Level	Description	M1	M2wIP
Home	Minimize the electricity cost	3	4 (≈2.96% lower)
	Consumers are satisfied	3	4
	Low risk of damaging equipment	2	4
	DT and DN constraints are considered	1	4
	Reduce the voltage drop	2	4
	Respect the soft-constraint power limit	1	4
Distribution Transformer	Respect the critical power limit	1	4
	Reduce the Loss of Life	1	4
	Increase the remaining lifetime	1	4
	Reduce the depreciation cost	1	4 (reduced by 42%)
	Reduce the energy losses and their associated cost	1	4 (reduced by 42%)
	Reduce the voltage drop	1	4
	Reduce the risk of damage and explosion, which may lead to environmental disasters	1	4
	Reduce installation cost	4	1 (higher by 35%)
	Reduce the simulation time *	3	4 (36.4% lower)
Distribution System	Respect the voltage limits (e.g., between 0.95 and 1.05)	2	4
	Reduce the energy losses and their associated cost	1	4 (reduced by 80%)
	Increase the total revenue of the DSO	1	4
	Reduce the investment cost	4	2

Likert scale: “1” Strongly disagree, “2” disagree, “3” agree, “4” Strongly agree. * The simulation was performed using MATLAB and OpenDSS. The used mathematical programming is Mixed-Integer Nonlinear Programming (MINLP), using the function fmincon in MATLAB (MathWorks, Natick, MA, USA).

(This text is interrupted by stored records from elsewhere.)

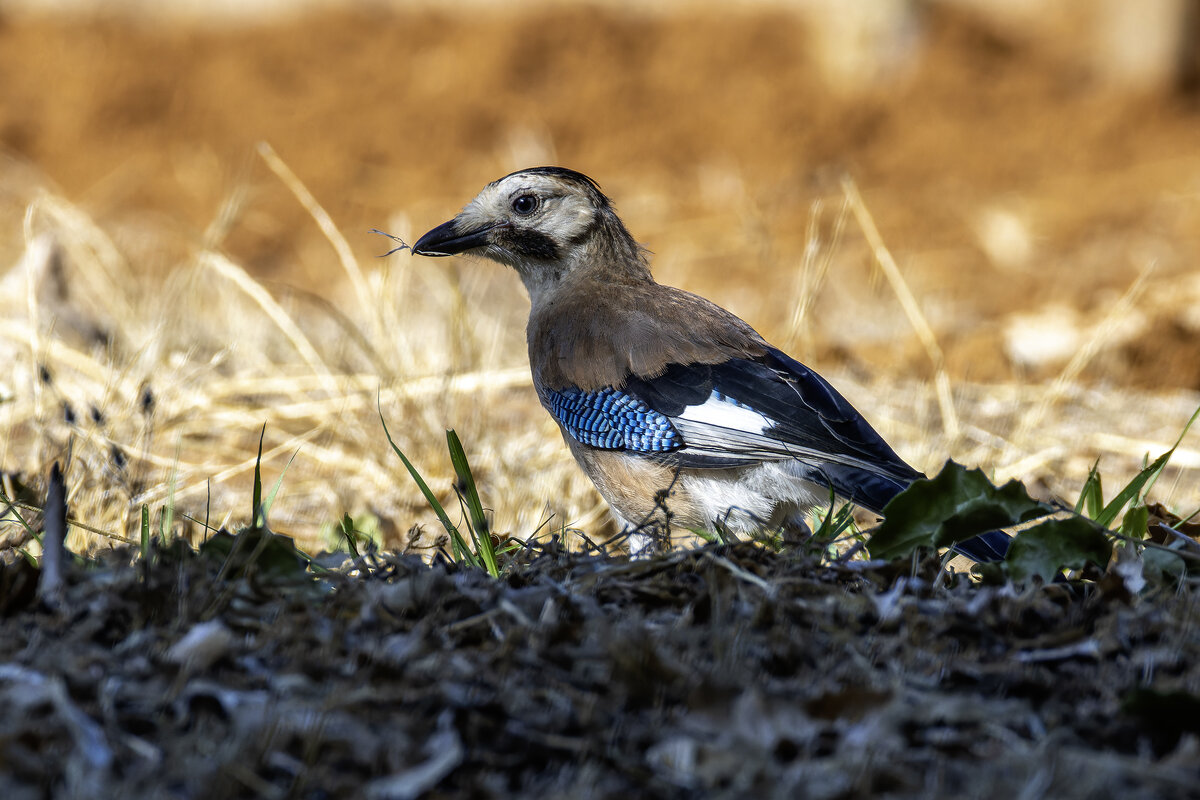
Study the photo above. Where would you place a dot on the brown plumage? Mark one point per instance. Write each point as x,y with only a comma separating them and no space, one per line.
676,408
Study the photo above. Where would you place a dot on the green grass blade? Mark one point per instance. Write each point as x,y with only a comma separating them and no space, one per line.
479,528
257,501
346,527
1132,489
1091,497
461,551
275,489
145,533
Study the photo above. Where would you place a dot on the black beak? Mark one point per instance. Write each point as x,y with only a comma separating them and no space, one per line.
448,240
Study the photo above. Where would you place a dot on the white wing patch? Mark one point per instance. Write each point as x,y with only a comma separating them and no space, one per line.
721,427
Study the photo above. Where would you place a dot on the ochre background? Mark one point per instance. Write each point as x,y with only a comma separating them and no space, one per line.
714,132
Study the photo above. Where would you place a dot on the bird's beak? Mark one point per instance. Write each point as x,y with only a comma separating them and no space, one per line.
449,239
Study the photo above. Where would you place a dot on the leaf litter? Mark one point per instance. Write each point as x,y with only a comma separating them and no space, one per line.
721,671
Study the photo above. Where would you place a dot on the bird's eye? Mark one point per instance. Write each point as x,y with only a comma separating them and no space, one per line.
525,205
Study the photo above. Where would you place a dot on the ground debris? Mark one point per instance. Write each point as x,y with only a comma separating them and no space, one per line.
718,672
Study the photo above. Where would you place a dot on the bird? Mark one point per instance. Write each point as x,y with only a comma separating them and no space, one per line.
677,409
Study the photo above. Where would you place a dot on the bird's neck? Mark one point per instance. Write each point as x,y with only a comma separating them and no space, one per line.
606,260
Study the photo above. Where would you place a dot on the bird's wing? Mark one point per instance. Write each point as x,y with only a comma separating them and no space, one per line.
748,411
737,413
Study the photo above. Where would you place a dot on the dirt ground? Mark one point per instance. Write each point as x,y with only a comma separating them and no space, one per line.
1020,193
725,672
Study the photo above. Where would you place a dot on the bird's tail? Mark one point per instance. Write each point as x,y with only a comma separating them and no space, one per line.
873,491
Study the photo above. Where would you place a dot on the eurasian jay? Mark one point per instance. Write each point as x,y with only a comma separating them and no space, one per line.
677,409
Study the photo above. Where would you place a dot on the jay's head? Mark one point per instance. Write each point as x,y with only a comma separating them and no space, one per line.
549,223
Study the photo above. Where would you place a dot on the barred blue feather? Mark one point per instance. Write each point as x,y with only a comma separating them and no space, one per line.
612,420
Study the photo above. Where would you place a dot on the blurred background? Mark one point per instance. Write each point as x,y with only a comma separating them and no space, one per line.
1032,167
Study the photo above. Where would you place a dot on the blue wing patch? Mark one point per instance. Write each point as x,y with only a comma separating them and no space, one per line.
612,420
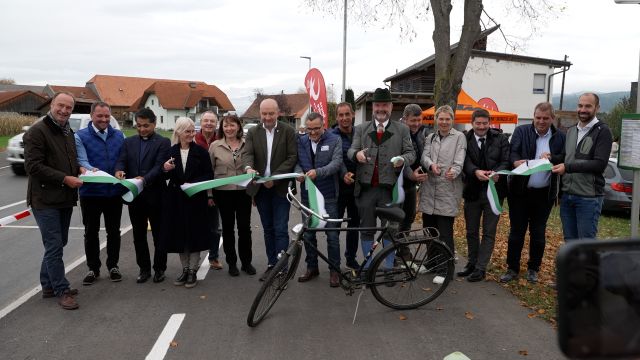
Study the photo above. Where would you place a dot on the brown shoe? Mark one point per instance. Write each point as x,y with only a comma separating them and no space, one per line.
215,264
334,279
310,274
67,301
48,293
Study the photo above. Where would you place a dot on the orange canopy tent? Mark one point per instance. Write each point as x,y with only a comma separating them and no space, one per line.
466,106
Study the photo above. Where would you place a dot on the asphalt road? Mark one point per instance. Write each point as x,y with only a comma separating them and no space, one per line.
310,321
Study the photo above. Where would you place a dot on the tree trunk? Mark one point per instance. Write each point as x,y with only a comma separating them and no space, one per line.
450,69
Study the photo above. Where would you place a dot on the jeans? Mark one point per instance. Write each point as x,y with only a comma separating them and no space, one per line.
141,211
214,222
530,210
274,216
92,209
235,207
54,228
333,240
480,251
347,202
579,215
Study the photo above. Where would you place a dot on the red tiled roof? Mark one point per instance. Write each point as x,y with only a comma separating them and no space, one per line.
79,92
183,94
6,96
297,104
128,91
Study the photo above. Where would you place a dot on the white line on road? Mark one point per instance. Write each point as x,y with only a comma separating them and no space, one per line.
12,205
22,299
161,346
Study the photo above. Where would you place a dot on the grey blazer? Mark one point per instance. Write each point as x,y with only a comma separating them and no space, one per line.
284,154
396,141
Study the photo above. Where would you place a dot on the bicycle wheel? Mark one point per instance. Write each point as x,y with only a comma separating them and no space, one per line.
420,274
274,284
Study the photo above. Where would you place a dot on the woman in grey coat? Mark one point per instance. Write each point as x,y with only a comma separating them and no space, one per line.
443,157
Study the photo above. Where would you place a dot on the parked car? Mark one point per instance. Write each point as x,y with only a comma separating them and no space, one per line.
618,188
15,148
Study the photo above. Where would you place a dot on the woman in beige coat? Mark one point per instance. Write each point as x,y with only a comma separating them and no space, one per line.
443,157
232,200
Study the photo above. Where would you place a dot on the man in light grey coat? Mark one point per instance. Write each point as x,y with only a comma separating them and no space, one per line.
374,144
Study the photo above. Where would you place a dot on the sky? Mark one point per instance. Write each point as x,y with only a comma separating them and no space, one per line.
244,45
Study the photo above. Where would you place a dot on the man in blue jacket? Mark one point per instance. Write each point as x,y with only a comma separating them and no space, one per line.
98,146
320,159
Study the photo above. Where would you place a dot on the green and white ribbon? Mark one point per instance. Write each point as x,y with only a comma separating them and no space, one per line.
527,168
316,203
135,186
397,193
240,180
262,180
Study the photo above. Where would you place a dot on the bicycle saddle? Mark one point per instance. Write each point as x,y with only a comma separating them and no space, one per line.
390,213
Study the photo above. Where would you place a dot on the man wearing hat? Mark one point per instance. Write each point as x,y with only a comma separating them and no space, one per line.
374,144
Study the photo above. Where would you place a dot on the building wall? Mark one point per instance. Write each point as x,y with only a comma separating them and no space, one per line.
509,84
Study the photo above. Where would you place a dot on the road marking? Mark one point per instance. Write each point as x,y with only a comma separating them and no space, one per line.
161,346
203,270
22,299
36,226
12,205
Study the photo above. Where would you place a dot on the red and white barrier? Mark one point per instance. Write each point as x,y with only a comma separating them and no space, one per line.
15,217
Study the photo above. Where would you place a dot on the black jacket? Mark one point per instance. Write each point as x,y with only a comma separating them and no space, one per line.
496,157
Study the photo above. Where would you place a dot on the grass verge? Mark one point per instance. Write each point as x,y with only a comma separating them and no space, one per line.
540,298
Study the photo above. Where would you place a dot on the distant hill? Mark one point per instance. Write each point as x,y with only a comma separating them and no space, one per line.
607,100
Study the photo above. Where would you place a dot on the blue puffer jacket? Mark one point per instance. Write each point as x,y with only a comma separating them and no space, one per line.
102,155
328,161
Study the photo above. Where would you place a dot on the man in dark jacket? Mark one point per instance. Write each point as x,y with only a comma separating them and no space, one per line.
487,152
346,200
98,148
142,157
587,153
52,165
531,198
320,159
413,173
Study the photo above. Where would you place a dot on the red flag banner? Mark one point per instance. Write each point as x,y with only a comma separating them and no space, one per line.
314,82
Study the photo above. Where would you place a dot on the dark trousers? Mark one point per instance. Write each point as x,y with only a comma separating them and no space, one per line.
92,209
529,210
141,211
235,207
409,207
346,201
444,225
54,228
480,251
214,223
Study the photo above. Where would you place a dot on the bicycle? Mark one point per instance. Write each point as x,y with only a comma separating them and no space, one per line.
422,268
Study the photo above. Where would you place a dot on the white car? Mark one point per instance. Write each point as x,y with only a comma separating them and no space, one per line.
15,148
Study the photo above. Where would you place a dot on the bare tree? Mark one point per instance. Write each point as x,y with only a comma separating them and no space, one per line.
450,67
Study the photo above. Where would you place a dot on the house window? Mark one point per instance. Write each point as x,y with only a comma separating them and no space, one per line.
539,83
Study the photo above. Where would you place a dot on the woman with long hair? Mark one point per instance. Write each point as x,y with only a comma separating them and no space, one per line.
185,218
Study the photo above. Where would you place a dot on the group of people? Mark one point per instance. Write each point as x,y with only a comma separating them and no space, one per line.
354,167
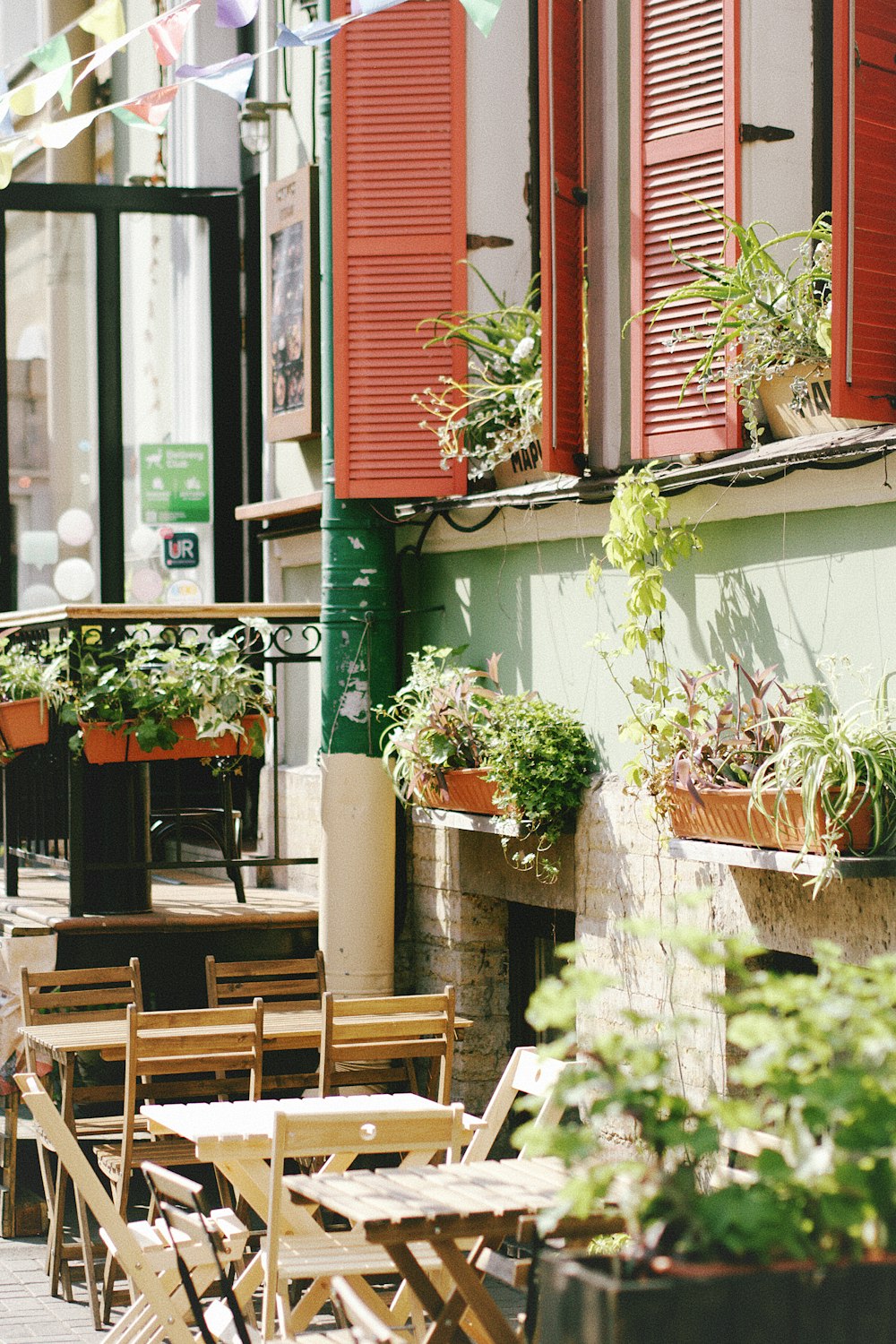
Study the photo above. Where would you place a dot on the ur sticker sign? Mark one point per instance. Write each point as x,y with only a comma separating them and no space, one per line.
182,551
174,483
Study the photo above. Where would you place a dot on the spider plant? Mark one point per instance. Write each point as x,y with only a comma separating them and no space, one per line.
836,760
759,316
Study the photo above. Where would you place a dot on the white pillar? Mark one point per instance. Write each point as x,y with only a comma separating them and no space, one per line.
358,875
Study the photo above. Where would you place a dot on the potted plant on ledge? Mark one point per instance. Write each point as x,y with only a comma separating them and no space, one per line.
493,417
763,325
34,679
454,741
799,1246
148,699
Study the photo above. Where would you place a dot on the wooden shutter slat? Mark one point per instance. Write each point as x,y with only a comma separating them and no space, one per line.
400,230
684,150
864,204
562,171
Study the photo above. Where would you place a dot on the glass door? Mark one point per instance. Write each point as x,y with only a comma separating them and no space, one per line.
124,440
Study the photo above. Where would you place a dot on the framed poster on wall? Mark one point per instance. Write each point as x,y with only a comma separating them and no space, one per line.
293,311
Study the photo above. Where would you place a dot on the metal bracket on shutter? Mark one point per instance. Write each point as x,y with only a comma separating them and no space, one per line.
747,134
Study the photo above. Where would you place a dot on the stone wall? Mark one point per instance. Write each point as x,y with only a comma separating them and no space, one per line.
613,870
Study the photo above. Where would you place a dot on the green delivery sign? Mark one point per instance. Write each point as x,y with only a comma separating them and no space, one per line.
174,483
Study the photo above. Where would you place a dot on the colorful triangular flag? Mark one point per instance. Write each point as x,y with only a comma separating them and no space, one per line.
5,120
56,56
312,35
31,97
107,21
153,107
230,77
236,13
7,158
131,118
104,53
56,134
168,32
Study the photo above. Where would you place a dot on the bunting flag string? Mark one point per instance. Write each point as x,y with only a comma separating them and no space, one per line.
167,32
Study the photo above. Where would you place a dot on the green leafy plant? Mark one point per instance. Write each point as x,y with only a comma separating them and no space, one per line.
540,758
813,1073
497,408
837,760
761,314
435,722
645,546
449,717
34,669
147,682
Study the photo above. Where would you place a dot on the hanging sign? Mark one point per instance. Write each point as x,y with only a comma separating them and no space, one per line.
174,483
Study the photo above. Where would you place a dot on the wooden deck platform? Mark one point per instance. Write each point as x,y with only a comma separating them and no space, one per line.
187,906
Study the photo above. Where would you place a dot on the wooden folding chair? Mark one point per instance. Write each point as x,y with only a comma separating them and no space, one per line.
147,1252
172,1055
374,1043
293,983
418,1137
53,996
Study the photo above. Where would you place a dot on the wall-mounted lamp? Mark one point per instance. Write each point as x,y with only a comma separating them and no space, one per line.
254,124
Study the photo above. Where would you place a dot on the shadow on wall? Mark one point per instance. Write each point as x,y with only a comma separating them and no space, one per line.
743,625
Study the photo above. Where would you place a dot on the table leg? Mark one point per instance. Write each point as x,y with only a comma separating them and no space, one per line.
469,1292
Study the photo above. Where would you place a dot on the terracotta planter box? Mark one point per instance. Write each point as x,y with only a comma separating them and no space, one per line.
116,746
774,394
468,790
24,723
728,819
582,1301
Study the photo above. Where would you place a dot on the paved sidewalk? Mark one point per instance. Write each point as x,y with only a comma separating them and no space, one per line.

presents a comparison between M1 and M2 from the viewpoints of the householders and the DSO. In general, M2wIP is better than M1 in many aspects.

5. Conclusions

This paper presents a novel energy-data management algorithm for a smart transformer, in which the main goal is to propose power and energy soft-constraint limits to homes that should be respected. The power and energy demand at homes should follow these limits in order to guarantee that the total load on the transformer does not exceed its constraints. The novelty of the algorithm can be summarized by the following points: (i) It proposes a variable soft-constrained power profile limit for each home; (ii) It classifies and sorts homes according to their average energy demand from the lowest to the highest; (iii) It proposes decentralized demand response and incentive programs for each individual home; (iv) It allows the homes to share unused energy between them. Our method is compared to an existing one in the literature that uses a conventional transformer. Results show that our method satisfies both end-users and the system operator by (i) reducing the techno-economic losses at homes, transformers, and the network; (ii) maximizing the load factor; (iii) minimizing the peak demand by 57.37% and the power congestion on the network; (iv) maintaining the voltage profile within the recommended limits (reduced by 6.43%); (v) minimizing their electricity cost at homes (≈3% lower); (vi) maximizing the profit of the system operator under certain constraints; (vii) reducing the transformer’s Loss of Life and its depreciation cost by 99.976%; (viii) increasing the revenue of the system operator; (ix) guaranteeing better privacy and security of the consumers since the data are manipulated locally without sending it to the system operator. The limitation of this study is that the protection devices (such as circuit breakers, relays, and fuses) on the transformer are absent. The main reason is to show what will be the impact of both methods, M1 and M2, on the transformer and the network without considering these protection devices. That is why M1 has exceeded twice the transformer’s power limit which can reduce drastically its lifetime and may cause explosion. In future works, many factors will be considered, including the existence of protection devices on the transformer and the network. To do so, we have to improve the algorithm, and add new mathematical equations that represent these protection devices. Therefore, the study will be more realistic and we will study the impact on the network and the consumers when the protection devices are activated.